Hastelloy C-276 (UNS N10276, W.Nr. 2.4819) is a nickel-molybdenum-chromium superalloy with added tungsten designed for outstanding corrosion resistance in a wide spectrum of aggressive media. It is widely used in chemical processing, pollution control, petrochemical, pharmaceutical, and power generation environments where both uniform and localized corrosion can rapidly cause failure in conventional alloys.
This guide presents a complete, technically focused overview of Hastelloy C-276, including composition, physical and mechanical properties, corrosion behavior, fabrication and welding guidelines, product forms, and typical industrial applications.
Overview of Hastelloy C-276 Alloy
Hastelloy C-276 is a wrought corrosion-resistant alloy in the Ni-Mo-Cr family. It was developed to handle strong oxidizing and reducing media, including hot contaminated acids and chloride-bearing environments, where many stainless steels, duplex grades, and even some nickel alloys do not offer sufficient reliability.
Key design features include:
- High nickel and molybdenum for resistance to reducing environments and pitting/crevice corrosion.
- Chromium for resistance to oxidizing media.
- Tungsten to further enhance resistance to localized corrosion.
- Low carbon and controlled silicon content to minimize carbide/silicide precipitation and intergranular attack.

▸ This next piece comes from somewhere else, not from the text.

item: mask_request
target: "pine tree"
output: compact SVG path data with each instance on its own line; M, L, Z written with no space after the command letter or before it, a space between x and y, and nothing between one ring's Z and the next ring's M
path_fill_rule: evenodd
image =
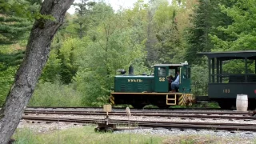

Hastelloy C-276 is supplied primarily in the solution-annealed condition and is considered one of the most versatile corrosion-resistant alloys for severe service.
Chemical Composition of Hastelloy C-276
The carefully balanced chemistry of Hastelloy C-276 is fundamental to its performance in mixed acid and chloride-containing environments. The alloy is nickel-based with significant molybdenum and chromium contents, plus tungsten and controlled levels of iron and other elements.
| Element | Content (wt%) |
|---|---|
| Nickel (Ni) | Balance (approx. 57–63) |
| Molybdenum (Mo) | 15.0–17.0 |
| Chromium (Cr) | 14.5–16.5 |
| Iron (Fe) | 4.0–7.0 |
| Tungsten (W) | 3.0–4.5 |
| Cobalt (Co) | Up to 2.5 |
| Manganese (Mn) | Up to 1.0 |
| Vanadium (V) | Up to 0.35 |
| Silicon (Si) | Up to 0.08 |
| Carbon (C) | Up to 0.01 |
| Phosphorus (P) | Up to 0.04 |
| Sulfur (S) | Up to 0.03 |
The very low carbon and silicon levels reduce the risk of sensitization and intermetallic formation during fabrication, thereby maintaining excellent corrosion resistance after welding or thermal exposure within recommended limits.
Physical Properties of Hastelloy C-276
Physical properties of Hastelloy C-276 are relevant for design calculations, thermal analysis, and process equipment engineering.
- Density (at 20 °C): approximately 8.89 g/cm³
- Melting range: about 1325–1370 °C (2417–2498 °F)
- Electrical resistivity (at 20 °C): around 1.21 µΩ·m
- Thermal conductivity (at 20 °C): about 10–11 W/m·K
- Thermal expansion coefficient (20–100 °C): approx. 11.0–11.5 × 10⁻⁶ /K
- Modulus of elasticity (tension, at 20 °C): approx. 205 GPa
- Magnetic permeability: essentially non-magnetic in the annealed condition
These values are indicative and can vary slightly with product form and exact processing route. Design should be based on data from the relevant product specification or mill data sheet.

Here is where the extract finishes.